Monitor Application Stability Using Differential Analysis

Differential Analysis lets you monitor changes in the performance and the stability of your applications.
apmdevops106
Differential Analysis lets you monitor changes in the performance and the stability of your applications.
 
 
Differential Analysis
 
Differential Analysis
 automatically identifies important changes in the performance of your applications. Legacy baselining predicts what is normal. Differential Analysis tracks the stability of your applications. It looks for uncontrolled variance in the Average Response Time of your frontend, backend, and business transaction metrics. The results are not very different from how a seismometer displays earthquakes. Uncontrolled variance appears as dark areas in an otherwise stable white strip, letting you pick out periods of instability across minutes, hours, or days -- even for hundreds of applications.
The core of Differential Analysis was invented and put into practical use by Walter Shewhart to address the problem of quality control on buried telephone lines. Shewhart invented statistical control charts and the Western Electric Rules. Western Electric Rules are decision rules that detect out-of-control variance on control charts.
 By default, Differential Analysis works on Average Response Time for application frontends, backends, and business transaction metrics. Differential Analysis also works for MOM-calculated metrics, for example, aggregated frontend and business service metrics. While you can configure other metrics, good results are not guaranteed. Feel free to experiment and get back to us with your results. Good results are not likely when measuring Responses Per Interval, GC Heap, or similar counter type metrics.
Differential Analysis Map
The Differential Analysis map is a visual exploration of the stability and responsiveness of many applications: dozens, hundreds, or even thousands of them.
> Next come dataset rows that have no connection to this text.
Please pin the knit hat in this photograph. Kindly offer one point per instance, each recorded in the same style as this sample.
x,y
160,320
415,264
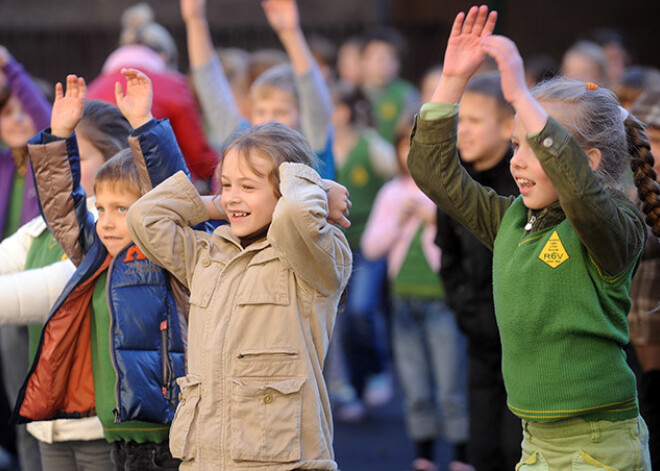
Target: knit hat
x,y
647,107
Each strip in the map corresponds to a single metric, for example, the Average Response Time for a specific frontend application. In a quiet, stable period the strip is a light shade. When instability occurs, the shade of the strip darkens progressively according to the severity of the instability. Thus, a single strip lets you see the stability of a single application or business transaction over time. The map sorts the most unstable strips to the top and makes it easy to scan through dozens of applications for unstable response times.
Variance intensity determines the color of the strip at a point in time. It is represented as follows:
  •  
    Gray 
    -- total inactivity, the application received no transactions over the interval measured.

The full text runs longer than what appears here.